Part of ranching, we have discovered, is becoming a jack of all trades. We've learned things we didn't realize we'd ever need to know. We've used geometry, algebra, and the Pythagorean Theorem before breakfast some days, to figure out how to construct portions of our project. Experienced farmers and ranchers, and construction workers, are some of the smartest people on the planet - don't let anyone tell you otherwise (we have a totally new respect for them). Stay in school, kids.

Once the lot was completely cleared and the barn kit has been put on order (which also took months of planning and design for the utmost functionality and budgeting), the next step was figuring out how to properly operate forklifts and accept delivery of massive lumber trusses, and metal materials, windows, and doors that had to be carried from the road, almost a mile into the woods.
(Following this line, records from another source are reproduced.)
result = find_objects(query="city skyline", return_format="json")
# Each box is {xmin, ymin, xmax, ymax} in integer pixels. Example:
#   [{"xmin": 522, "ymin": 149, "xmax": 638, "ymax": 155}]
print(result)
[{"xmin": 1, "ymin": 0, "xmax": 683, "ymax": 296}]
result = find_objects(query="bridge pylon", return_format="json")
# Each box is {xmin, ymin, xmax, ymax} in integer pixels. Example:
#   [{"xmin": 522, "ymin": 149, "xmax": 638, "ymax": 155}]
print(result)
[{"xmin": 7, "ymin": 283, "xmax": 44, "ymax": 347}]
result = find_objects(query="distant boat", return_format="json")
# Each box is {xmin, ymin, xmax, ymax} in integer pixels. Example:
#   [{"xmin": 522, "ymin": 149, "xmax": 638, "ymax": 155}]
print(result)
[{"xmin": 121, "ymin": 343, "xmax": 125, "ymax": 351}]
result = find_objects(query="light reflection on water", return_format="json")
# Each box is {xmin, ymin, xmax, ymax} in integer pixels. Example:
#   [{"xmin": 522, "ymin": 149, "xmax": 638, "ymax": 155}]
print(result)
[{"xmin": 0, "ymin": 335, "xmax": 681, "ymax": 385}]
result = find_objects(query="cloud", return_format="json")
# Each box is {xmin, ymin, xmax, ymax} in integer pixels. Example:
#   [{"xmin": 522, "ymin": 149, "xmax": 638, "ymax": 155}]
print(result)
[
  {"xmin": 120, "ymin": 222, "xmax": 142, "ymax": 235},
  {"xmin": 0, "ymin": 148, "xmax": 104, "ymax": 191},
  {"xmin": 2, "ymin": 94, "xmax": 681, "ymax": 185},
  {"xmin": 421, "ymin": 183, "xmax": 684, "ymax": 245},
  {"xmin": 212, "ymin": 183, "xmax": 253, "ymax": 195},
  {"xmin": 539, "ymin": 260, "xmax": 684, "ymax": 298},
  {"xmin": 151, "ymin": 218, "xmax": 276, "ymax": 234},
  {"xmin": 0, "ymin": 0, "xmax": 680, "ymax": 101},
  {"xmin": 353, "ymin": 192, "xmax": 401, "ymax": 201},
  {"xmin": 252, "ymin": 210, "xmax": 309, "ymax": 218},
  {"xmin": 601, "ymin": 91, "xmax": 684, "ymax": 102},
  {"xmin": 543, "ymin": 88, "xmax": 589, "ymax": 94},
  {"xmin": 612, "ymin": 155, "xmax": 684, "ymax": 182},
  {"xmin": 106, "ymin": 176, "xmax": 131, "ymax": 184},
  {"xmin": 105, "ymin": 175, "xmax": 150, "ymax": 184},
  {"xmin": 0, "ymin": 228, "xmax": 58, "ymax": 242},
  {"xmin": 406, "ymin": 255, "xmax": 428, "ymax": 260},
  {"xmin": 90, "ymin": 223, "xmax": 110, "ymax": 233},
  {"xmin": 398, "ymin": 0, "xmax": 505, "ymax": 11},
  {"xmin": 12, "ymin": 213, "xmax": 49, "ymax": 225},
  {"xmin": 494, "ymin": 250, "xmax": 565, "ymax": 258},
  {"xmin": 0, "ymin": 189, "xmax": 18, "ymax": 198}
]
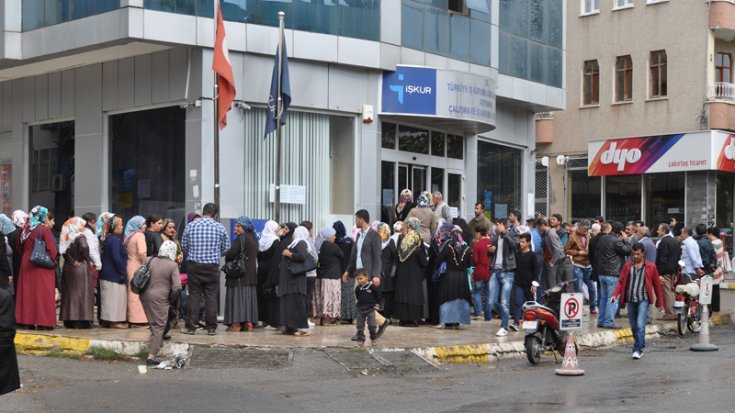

Of course, before anything could be built, the land needed to be level. We sourced the fill from the area where we opted to dig a pond - which was mutually beneficial. While it created an aesthetically pleasing view and opened up our front yard, it also provided a safety measure in the event of a fire, and made our wet property more useful, while saving us lots of money on soil, and allowing us to level the lot for the barn (and making a flock of geese and ducks spoiled beyond measure). This definitely took some creative thinking. At the time, the Ranch Team also learned how to engineer digging a hole - something that you didn't know was so multi-faceted! The grade for the sides had to be measured, the depth had to be right, test holes had to be dug, overflow pipes had to be installed, and oh right - more trees had to be cleared and processed. They then had to learn how to operate dump trucks and heavy machinery (with professional supervision) to get the job completed, and move the dirt.

Pond Area Before:


Pond After:

And then of course, it was time to put it all together. The Ranch Team learned to use all kinds of new tools for metal work, wood work, they mixed 6,000 pounds of cement by hand (you heard that right - I don't think I have ever seen men so dirty and sweaty), poured footings, and then the structure began to form.

The sound of saws and self-tapping screws, drill bits and hammers, metal shears, caulking guns, insulation sheets, blue print pages, crushed beer cans and curse words mark the sounds of this summer, maybe with a few notes from a country guitar melody in the background. The sweat poured buckets while the building took shape, and the barn began to look like a barn.